Go Twitching in Marievale Bird Sanctuary
With more than 280 species recorded, and a good network of roads and hides, Marievale is arguably Gauteng’s most rewarding location for watching and photographing birds. Species to look out for include African marsh harrier, goliath heron, and purple swamphen. This Ramsar wetland is also home to Cape clawless otters and various small antelope.
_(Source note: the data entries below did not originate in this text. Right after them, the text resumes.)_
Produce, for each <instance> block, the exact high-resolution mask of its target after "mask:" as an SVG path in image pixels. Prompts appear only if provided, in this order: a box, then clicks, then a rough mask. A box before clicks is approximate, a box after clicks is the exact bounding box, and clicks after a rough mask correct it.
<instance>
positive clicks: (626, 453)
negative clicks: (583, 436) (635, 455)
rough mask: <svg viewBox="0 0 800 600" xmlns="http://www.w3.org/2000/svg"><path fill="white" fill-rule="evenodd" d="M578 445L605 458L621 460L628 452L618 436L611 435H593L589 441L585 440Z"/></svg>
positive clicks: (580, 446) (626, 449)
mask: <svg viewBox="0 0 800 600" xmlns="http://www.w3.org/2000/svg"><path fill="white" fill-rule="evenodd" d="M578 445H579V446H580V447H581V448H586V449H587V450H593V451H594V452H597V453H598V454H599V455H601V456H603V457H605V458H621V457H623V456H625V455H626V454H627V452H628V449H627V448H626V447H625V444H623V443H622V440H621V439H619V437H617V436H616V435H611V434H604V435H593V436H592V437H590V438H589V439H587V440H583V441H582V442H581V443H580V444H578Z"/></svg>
Head Out to Cullinan Diamond Mine
Established in 1903 by Sir Thomas Cullinan, this mine north of Pretoria subsequently yielded the world’s largest-ever rough quality gem diamond: the 3,106 carat Star of Africa, which was gifted to King Edward VII of England and cut into nine major pieces (several now on display in the Tower of London as part of the Crown Jewels). Surface tours lead past the gaping hole that marks the site of the original digging, which closed in 1932. Five-hour tours of the underground mine, which opened in 1945 and has been operational ever since, are also offered.